The climax is a gripping battle between good and evil. Boss Taylor and Sen. Paine are about to expel Smith from congress based on false charges. Senator Smith is outnumbered 95 to 1. But he uses the filibuster to stand up for himself and shine a spotlight on the truth.
“Mr. Smith Goes to Washington” hardly feels dated at all. Director Frank Capra argues that there are two big problems in American politics. There are super rich guys who have way too much power behind the scenes. And these same super rich guys control the media and use the news to scandalize and destroy people who won’t submit to them.
The scene where Sen. Smith realizes that the reporters he trusted have made him look like a buffoon is priceless. Smith stares daggers up at the press booth and begins punching any reporter he can find.
Frank Capra’s argument about what makes American society great is well thought out and not obvious. America’s most essential core values are freedom and individuality, not democracy.

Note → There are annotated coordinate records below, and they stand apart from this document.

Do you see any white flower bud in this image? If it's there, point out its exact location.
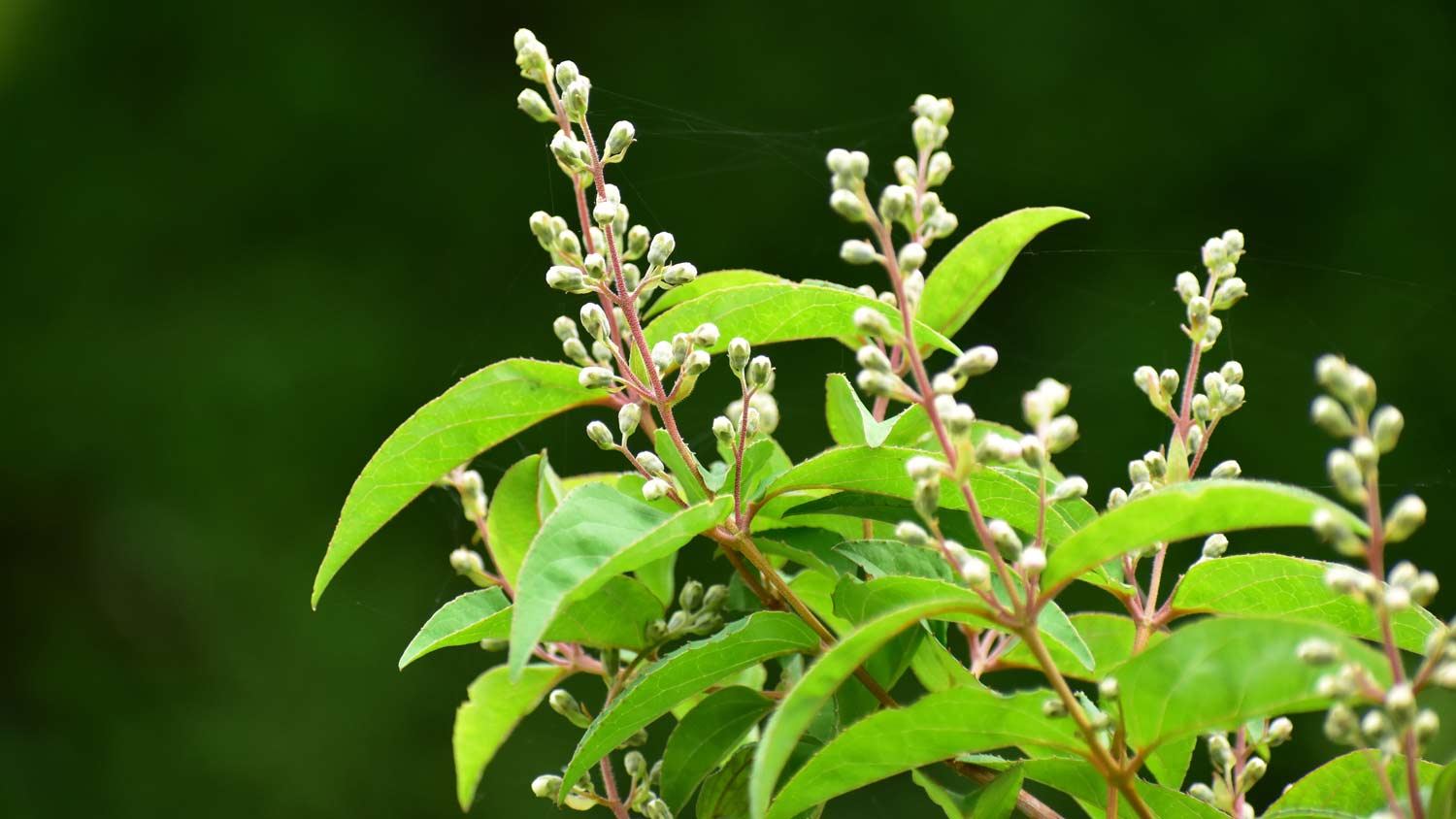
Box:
[602,119,637,161]
[1203,534,1229,560]
[450,545,485,574]
[1208,460,1243,478]
[643,477,673,501]
[577,367,614,390]
[550,315,579,342]
[683,349,713,377]
[1213,277,1249,310]
[986,518,1021,554]
[941,396,976,438]
[1295,638,1340,667]
[663,262,698,286]
[652,342,676,370]
[897,242,925,274]
[1325,449,1368,504]
[638,449,667,475]
[1016,435,1047,470]
[622,224,652,258]
[1018,545,1047,577]
[1143,451,1168,480]
[558,76,591,122]
[948,344,1001,378]
[546,265,587,292]
[1309,396,1356,438]
[1385,495,1426,542]
[855,307,894,339]
[1174,271,1203,304]
[747,355,774,390]
[879,184,914,221]
[713,414,737,446]
[896,521,931,548]
[587,420,616,449]
[646,231,678,268]
[896,157,920,187]
[532,774,561,799]
[1371,406,1406,452]
[976,432,1021,464]
[1051,475,1088,504]
[515,88,556,122]
[906,455,945,480]
[855,344,891,373]
[839,239,882,265]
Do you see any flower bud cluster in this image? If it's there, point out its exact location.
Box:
[826,94,960,252]
[1309,355,1426,557]
[646,580,728,646]
[1188,717,1295,819]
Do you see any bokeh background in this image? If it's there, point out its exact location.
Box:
[0,0,1456,819]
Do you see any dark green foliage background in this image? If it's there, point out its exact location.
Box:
[0,0,1456,818]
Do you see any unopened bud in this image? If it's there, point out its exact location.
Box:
[515,88,556,122]
[450,545,485,574]
[1385,495,1426,542]
[587,421,614,449]
[1208,460,1243,478]
[1051,475,1088,504]
[1174,271,1203,304]
[1203,534,1229,560]
[643,477,673,501]
[546,265,587,292]
[1371,406,1406,452]
[897,242,925,274]
[617,405,643,440]
[855,307,896,339]
[663,262,698,286]
[577,367,614,390]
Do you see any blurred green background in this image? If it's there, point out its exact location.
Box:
[0,0,1456,818]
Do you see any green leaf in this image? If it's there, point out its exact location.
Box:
[750,590,984,819]
[695,745,753,819]
[643,271,783,321]
[835,540,955,582]
[919,208,1088,344]
[768,446,1076,543]
[644,279,960,353]
[1174,554,1440,653]
[485,452,556,586]
[1117,617,1391,748]
[1263,751,1433,819]
[312,358,603,608]
[663,685,774,813]
[835,573,1095,670]
[972,766,1024,819]
[1002,611,1168,681]
[453,665,567,810]
[562,611,820,803]
[1021,760,1229,819]
[1042,480,1365,591]
[399,576,663,668]
[510,483,733,672]
[766,688,1083,819]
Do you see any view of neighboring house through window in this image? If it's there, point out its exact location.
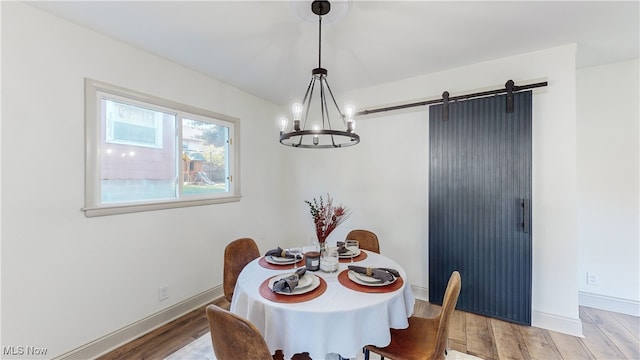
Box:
[85,79,240,216]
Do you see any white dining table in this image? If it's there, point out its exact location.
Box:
[231,250,415,360]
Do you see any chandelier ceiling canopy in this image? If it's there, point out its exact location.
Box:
[280,0,360,149]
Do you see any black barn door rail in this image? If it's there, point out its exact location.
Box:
[355,80,548,121]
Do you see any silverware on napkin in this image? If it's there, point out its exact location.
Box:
[349,265,400,282]
[271,268,307,293]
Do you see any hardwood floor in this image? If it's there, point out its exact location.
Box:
[98,299,640,360]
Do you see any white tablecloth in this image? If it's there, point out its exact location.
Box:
[231,252,415,360]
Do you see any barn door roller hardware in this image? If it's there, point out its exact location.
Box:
[355,80,548,121]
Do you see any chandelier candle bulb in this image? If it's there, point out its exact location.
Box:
[280,0,360,149]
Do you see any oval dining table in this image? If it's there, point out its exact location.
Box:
[231,250,415,360]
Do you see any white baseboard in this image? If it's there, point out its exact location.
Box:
[578,291,640,316]
[411,285,583,337]
[531,310,584,337]
[52,285,223,360]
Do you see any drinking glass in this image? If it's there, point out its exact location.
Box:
[289,245,302,269]
[320,246,340,273]
[344,240,360,264]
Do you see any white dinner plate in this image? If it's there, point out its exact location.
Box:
[269,273,320,295]
[264,255,300,265]
[338,249,360,259]
[347,270,398,286]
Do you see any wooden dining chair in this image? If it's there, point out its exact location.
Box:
[222,238,260,302]
[206,305,274,360]
[365,271,462,360]
[346,230,380,254]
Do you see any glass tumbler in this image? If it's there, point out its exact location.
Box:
[320,246,340,273]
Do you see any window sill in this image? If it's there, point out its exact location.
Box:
[82,195,242,218]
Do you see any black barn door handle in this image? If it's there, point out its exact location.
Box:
[520,199,531,234]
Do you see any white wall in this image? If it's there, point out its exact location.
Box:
[290,45,582,335]
[1,2,283,358]
[1,2,637,356]
[577,59,640,316]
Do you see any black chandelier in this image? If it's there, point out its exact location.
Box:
[280,0,360,149]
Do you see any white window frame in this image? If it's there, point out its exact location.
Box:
[83,78,242,217]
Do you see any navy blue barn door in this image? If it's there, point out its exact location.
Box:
[429,91,532,325]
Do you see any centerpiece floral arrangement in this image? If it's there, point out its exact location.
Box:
[304,193,351,248]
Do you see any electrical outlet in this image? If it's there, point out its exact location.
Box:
[587,272,600,286]
[158,284,169,302]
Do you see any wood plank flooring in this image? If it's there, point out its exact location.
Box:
[98,299,640,360]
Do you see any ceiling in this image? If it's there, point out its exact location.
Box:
[29,0,640,105]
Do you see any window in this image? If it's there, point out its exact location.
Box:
[84,79,240,217]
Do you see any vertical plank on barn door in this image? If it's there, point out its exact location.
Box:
[429,91,532,325]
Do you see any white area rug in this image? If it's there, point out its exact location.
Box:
[165,333,482,360]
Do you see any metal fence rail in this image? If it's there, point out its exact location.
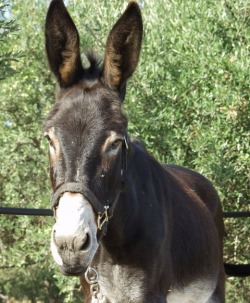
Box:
[0,207,250,218]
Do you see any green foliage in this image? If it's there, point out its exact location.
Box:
[0,0,250,303]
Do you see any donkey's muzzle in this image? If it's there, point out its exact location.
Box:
[51,192,98,275]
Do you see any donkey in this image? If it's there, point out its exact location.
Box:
[44,0,225,303]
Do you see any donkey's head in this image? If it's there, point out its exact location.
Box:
[44,0,142,275]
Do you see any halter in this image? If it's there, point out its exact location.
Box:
[50,136,128,235]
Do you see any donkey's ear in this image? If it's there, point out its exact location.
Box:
[103,1,143,95]
[45,0,83,87]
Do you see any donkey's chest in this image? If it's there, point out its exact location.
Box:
[167,280,215,303]
[95,265,145,303]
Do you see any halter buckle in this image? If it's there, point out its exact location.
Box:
[97,205,110,230]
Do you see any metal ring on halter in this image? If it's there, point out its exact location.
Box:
[84,267,99,285]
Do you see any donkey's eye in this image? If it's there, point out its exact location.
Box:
[44,133,55,148]
[109,139,122,152]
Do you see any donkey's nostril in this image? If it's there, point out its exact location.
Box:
[79,233,90,251]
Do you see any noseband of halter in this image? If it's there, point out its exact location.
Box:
[50,136,128,235]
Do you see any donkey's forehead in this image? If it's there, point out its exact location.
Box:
[45,82,127,131]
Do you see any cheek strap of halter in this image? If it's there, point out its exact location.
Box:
[50,136,128,234]
[50,182,120,239]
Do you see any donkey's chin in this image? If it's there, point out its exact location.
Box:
[50,232,99,276]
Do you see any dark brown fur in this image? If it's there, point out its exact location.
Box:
[45,0,224,303]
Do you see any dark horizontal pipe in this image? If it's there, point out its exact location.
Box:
[0,207,53,216]
[223,211,250,218]
[0,207,250,218]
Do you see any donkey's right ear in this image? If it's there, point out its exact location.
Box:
[45,0,83,87]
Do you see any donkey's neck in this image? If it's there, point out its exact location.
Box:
[87,144,168,302]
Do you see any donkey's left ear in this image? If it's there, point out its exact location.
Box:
[103,1,143,97]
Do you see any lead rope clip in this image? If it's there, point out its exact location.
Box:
[84,267,105,303]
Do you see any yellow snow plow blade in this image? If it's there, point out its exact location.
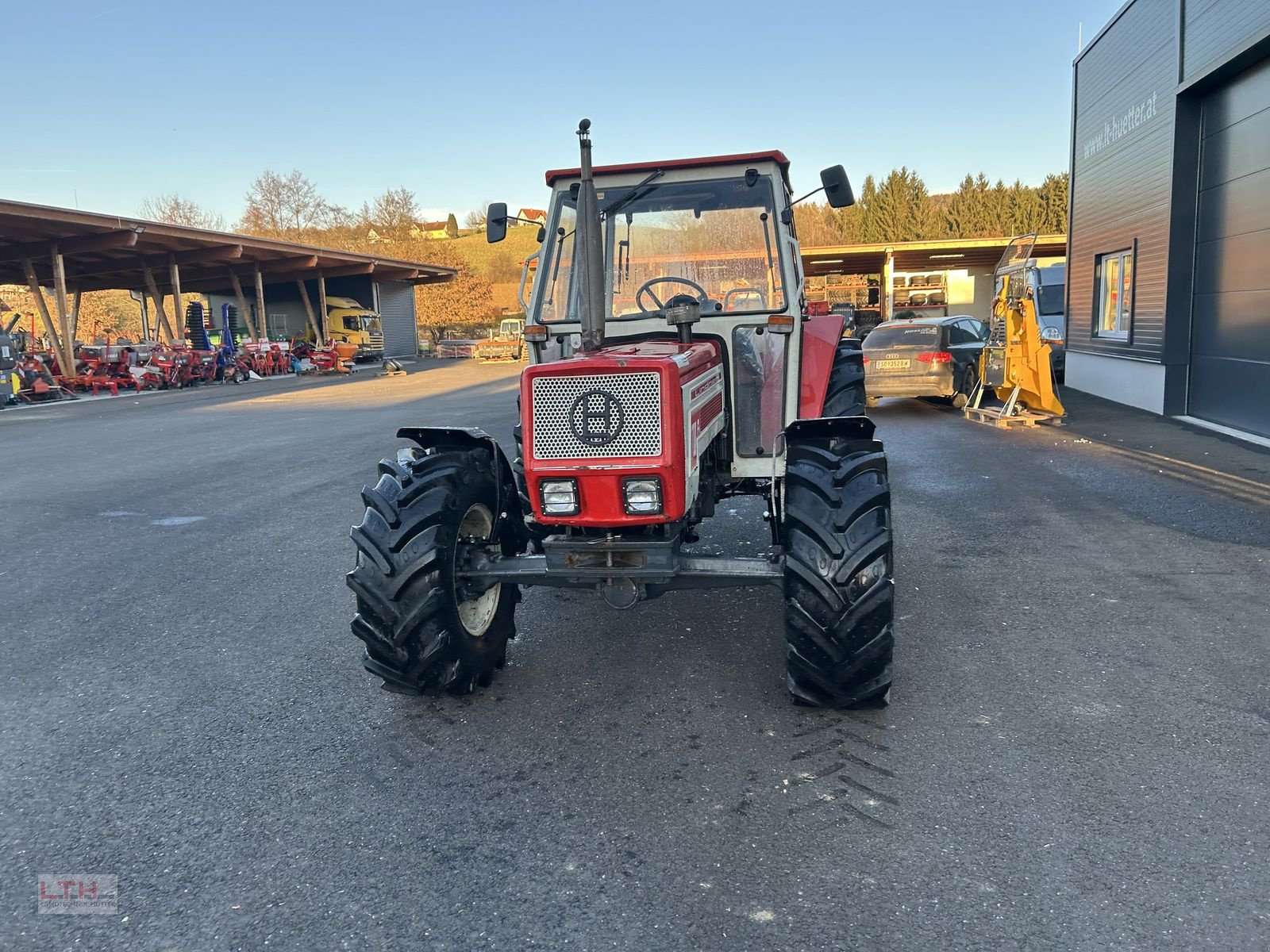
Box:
[965,236,1067,427]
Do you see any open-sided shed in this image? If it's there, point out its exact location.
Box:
[0,201,455,367]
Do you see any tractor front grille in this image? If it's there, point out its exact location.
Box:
[533,372,662,459]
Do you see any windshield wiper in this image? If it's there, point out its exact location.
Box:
[758,212,776,297]
[599,169,665,218]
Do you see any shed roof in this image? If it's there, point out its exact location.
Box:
[0,199,456,292]
[802,235,1067,274]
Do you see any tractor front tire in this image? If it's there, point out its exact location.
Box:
[783,440,895,707]
[347,448,519,694]
[821,339,866,416]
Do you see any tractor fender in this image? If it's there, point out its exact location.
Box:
[785,416,875,443]
[398,427,525,550]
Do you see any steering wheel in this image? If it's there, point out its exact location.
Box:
[635,277,710,313]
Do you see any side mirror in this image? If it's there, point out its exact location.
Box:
[821,165,856,208]
[485,202,506,245]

This is a hugely important distinction. Senator Smith was appointed, not elected. Six years earlier, German voters elected the Nazi Party in a free and fair election. In 2021, it is possible that a majority of citizens might vote to punish or expel Chinese-Americans. If you wrongly believe that democracy is more important than liberty, you might actually go along with it.
“Mr. Smith Goes to Washington” is a great and important movie. Capra observes that voting is a choice; you can take it or leave it. But when you hear an American stand up and say something unusual and unpopular, you need to support her and defend her freedom of expression with all your might.